UPLAND — A woman alleges that in shutting down a medical marijuana dispensary in January, police Chief Brian Johnson and another Upland police officer locked her and a security guard inside the pot shop for about an hour.
The move was so upsetting, she has hired an attorney and is considering suing.
“What they did was not right,” said Helen Nguyen, who worked as a volunteer at the now-closed Secret Stash dispensary on North Second Avenue. “Maybe Upland doesn’t want medical marijuana there and they wanted to scare us.”
Medicinal marijuana dispensaries are banned from operating in the city through a city ordinance. In January, Upland police shut down four illegal medical marijuana dispensaries over two days, which may have included Secret Stash. Although police did not name the dispensaries it closed, officials at the time said three of them were inside the same strip mall on Second Avenue.
Nguyen, a 33-year-old Huntington Beach resident, said she was on duty the afternoon of Jan. 19 when two Upland officers entered through the front door and spoke with a security guard standing behind a small window in the lobby.
“Our security guard told me the Upland Police Department wants us to close,” Nguyen said, adding that she complied.
Nguyen said three other volunteers, along with about a half-dozen clients, left while she and the security guard finished some last-minute tasks in back of the dispensary.
That’s when someone who appeared to be Johnson allegedly latched bolt locks at the top and bottom of the front door. Nguyen said that prevented them from leaving. According to surveillance video from the scene, the first officer was joined by another police officer.
Nguyen said the officers made no effort to determine if anyone was still inside.
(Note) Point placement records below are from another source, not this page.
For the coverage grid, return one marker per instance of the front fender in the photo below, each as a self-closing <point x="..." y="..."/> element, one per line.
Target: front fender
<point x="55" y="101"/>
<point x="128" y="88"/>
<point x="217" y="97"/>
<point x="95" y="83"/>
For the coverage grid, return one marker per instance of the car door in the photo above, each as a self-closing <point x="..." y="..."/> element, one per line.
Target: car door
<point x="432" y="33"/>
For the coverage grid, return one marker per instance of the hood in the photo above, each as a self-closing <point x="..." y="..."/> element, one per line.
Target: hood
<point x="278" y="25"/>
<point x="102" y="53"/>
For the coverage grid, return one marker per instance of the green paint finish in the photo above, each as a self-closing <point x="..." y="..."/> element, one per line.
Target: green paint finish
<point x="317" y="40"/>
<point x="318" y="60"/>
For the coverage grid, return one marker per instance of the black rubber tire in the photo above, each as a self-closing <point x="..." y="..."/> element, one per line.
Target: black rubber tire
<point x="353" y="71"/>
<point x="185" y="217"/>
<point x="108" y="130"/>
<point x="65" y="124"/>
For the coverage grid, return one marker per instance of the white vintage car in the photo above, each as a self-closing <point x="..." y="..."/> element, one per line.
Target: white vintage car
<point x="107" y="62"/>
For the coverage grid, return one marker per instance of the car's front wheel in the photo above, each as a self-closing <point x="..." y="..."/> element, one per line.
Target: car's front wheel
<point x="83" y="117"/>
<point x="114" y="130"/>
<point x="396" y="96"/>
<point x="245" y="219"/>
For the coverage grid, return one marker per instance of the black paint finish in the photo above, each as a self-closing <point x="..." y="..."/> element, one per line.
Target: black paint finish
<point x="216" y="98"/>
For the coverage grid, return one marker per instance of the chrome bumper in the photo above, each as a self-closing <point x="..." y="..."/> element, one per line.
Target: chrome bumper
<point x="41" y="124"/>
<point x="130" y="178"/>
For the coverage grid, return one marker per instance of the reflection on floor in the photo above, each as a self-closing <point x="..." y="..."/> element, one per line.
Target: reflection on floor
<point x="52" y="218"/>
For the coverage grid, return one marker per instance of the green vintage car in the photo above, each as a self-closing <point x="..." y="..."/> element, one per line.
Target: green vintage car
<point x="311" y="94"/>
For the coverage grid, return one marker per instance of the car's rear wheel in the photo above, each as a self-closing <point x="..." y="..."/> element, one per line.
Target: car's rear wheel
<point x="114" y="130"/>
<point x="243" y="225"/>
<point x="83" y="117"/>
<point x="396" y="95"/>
Upland police referred comments to City Attorney Jim Markman. As of Monday afternoon, Markman said he had not seen the claim and didn’t have all the details.
“If she’s in a back room, you still have to show someone was negligent in locking her in,” he said.
Nguyen, a single mother of an 8-year-old boy and 6-year-old girl, worried she wouldn’t be able to get out in time to care for her children.
“Thank God I had the security guard with me,” she said. “He calmed me down.”
Eventually, after about an hour, Nguyen was able to reach a Secret Stash volunteer, who unlocked the door.
Matthew Pappas, a Long Beach attorney representing Nguyen, provided surveillance video of the incident to this publication.
“You don’t lock a door from the outside when that is the only entry and exit without checking if everyone is out of there,” Pappas said. “If it is done on purpose, it’s false imprisonment. At the least, it’s gross negligence — but it appears to be intentional.”
Pappas plans to file a notice of claim against the city of Upland and the officers this week. A claim is often a precursor to a lawsuit.
“My fear was not knowing whether I would be able get out or not,” Nguyen said. “I was panicking about whether I was going to be arrested after being told to close the dispensary.”
Markman wondered whether Nguyen had access to a cellphone, whether she truly had no way out.
There’s a reason for police locking down a business — so that no one comes in and tries to steal property, Markman said.
“The skeletal facts don’t seem to me like they’re actionable,” he said.
Markman has seen claims for false imprisonment before, he added. Those followed situations when someone was handcuffed and placed in the back of a police car, waiting out a huge incident.
But if someone didn’t see them, Markman said, then it’s most likely “just an error, and I don’t know if there’s negligence there.”
Despite the city’s ban, Upland has had to deal with a rash of illegal medical marijuana dispensaries. Between 2014 and August 2016, Upland police had shuttered 24 illegal dispensaries.
Earlier this year, Johnson told the council the police department was finding it increasingly challenging to seek criminal prosecutions for illegal dispensaries.
The Drug Enforcement Administration, a federal agency, essentially has a hands-off policy, not only because of Proposition 215, a 1996 initiative that allowed medical marijuana use, but also because of 2016’s Prop. 64. Meanwhile, at the state level, the District Attorney’s Office has been reluctant to take these cases to trial, Johnson told the council Jan. 24.
Upland was denied twice by two different judges when it tried to obtain a search warrant for cultivation and serve a civil subpoena.
Instead, authorities now focus on going through an administrative citation process to go after property owners. If they don’t pay, then the city can attach a tax lien.